Friday, March 7th marks Session Day 54 for the 2014 Legislative Session. At the moment, all signs point to the Legislature being pretty far ahead of their 100-day schedule. Some are even talking about a late-March adjournment, but that would assume the wheels don't fall off the wagon at least once. And they always fall off at least once. A safe bet would be that the Legislature, without any major hiccups, should be able to finish the session slightly before Easter.
One big development that occurred this week on the budget front was the release of joint targets. To the average Iowan, this statement has little meaning. But to the legislators and lobbyists and about 10 other Iowans, this is very exciting news! Targets are the first major step in the budget process when the majority party in a chamber designates how much total money they will spend in the upcoming fiscal year, and they divide that number among the seven appropriations subcommittees.
Typically, the overall spending numbers in each chamber are usually several million dollars apart, and each subcommittee in each chamber has a vastly different amount of revenue to allocate. Each subcommittee in each chamber assembles their appropriations bill, and the two chambers begin a process of negotiating between each chamber's version. First, one chamber passes their version. The other chamber usually replaces most of that bill with their own version. Then, after a long negotiation process, the final changes are made to each bill, and each chamber passes the final version.
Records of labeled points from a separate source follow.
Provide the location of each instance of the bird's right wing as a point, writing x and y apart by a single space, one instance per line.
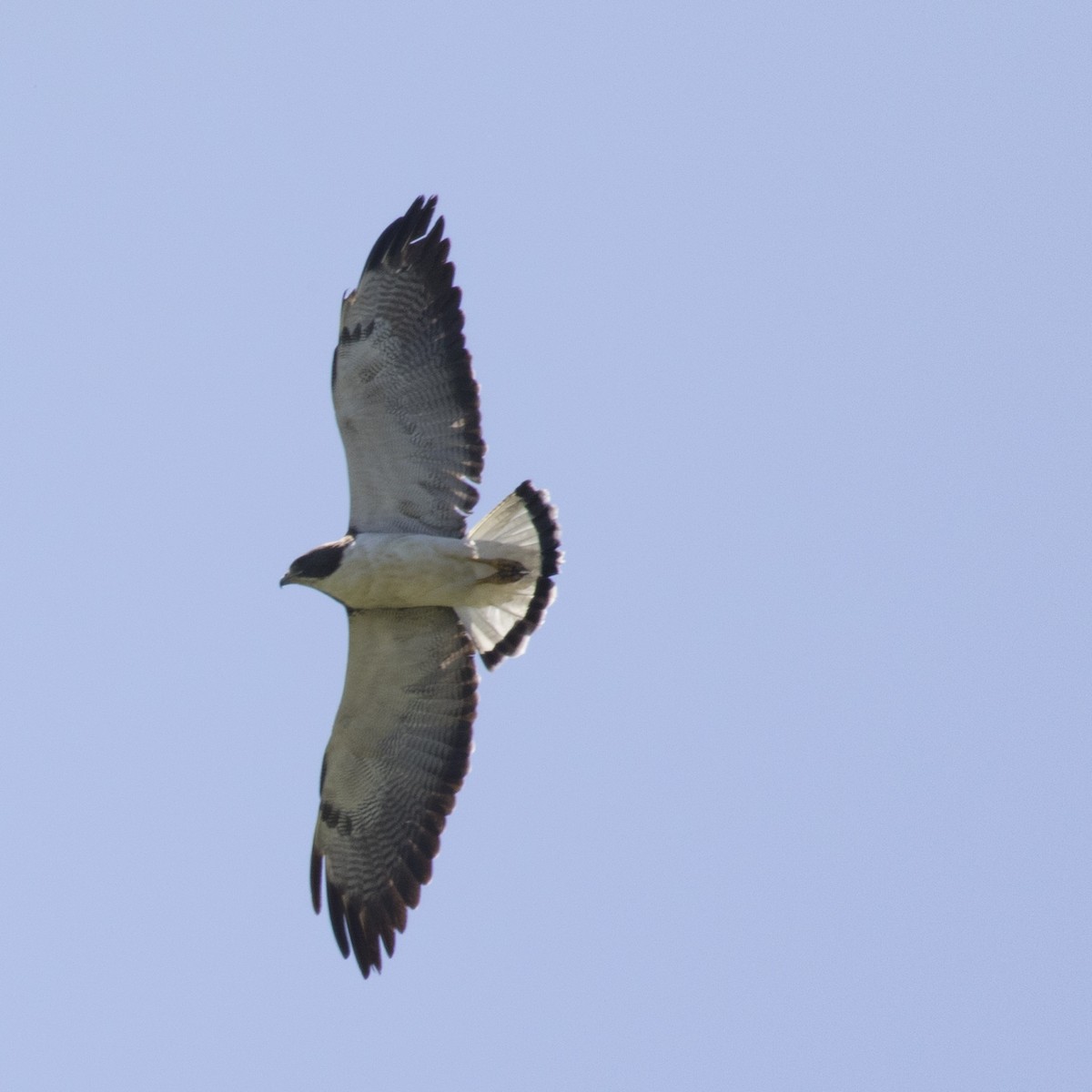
398 754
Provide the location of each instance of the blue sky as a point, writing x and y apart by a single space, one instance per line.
787 306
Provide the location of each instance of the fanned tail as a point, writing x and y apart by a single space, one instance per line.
527 521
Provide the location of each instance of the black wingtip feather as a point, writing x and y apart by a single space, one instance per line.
398 235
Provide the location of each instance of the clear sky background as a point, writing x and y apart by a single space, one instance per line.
787 305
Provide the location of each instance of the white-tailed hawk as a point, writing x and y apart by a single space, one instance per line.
421 594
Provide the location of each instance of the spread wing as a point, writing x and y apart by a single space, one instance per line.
404 393
398 754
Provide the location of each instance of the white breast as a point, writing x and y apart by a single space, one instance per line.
383 571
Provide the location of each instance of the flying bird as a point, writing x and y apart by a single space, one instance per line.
421 594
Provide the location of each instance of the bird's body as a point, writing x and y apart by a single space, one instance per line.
421 594
404 571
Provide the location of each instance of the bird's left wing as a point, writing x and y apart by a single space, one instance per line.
398 754
404 393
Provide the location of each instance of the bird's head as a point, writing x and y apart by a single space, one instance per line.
316 565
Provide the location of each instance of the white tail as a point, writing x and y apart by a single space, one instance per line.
527 524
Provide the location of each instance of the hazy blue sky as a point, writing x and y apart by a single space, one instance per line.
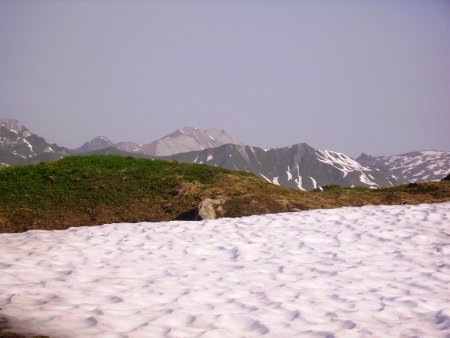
350 75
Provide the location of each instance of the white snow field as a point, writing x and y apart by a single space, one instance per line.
353 272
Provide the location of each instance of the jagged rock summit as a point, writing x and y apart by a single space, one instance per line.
97 143
181 141
417 166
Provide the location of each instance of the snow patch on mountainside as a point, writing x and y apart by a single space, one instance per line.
374 271
299 179
340 161
289 174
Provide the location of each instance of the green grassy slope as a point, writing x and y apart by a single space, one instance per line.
86 190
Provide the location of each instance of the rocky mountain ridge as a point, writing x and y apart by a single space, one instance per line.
19 145
298 166
417 166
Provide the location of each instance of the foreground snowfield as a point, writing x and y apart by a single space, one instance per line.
352 272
The significance of joint targets to the budget process is that the House and Senate, for the first time in this author's memory, have agreed across chambers on both the overall spending number and the seven allocations. In theory, this means the appropriation bills that come out will be the same size in both the House and Senate, leaving only the individual line items inside over which to negotiate. While this could still be contentious, it's less likely to be nearly as time-consuming as when each chamber is starting from a different set of numbers.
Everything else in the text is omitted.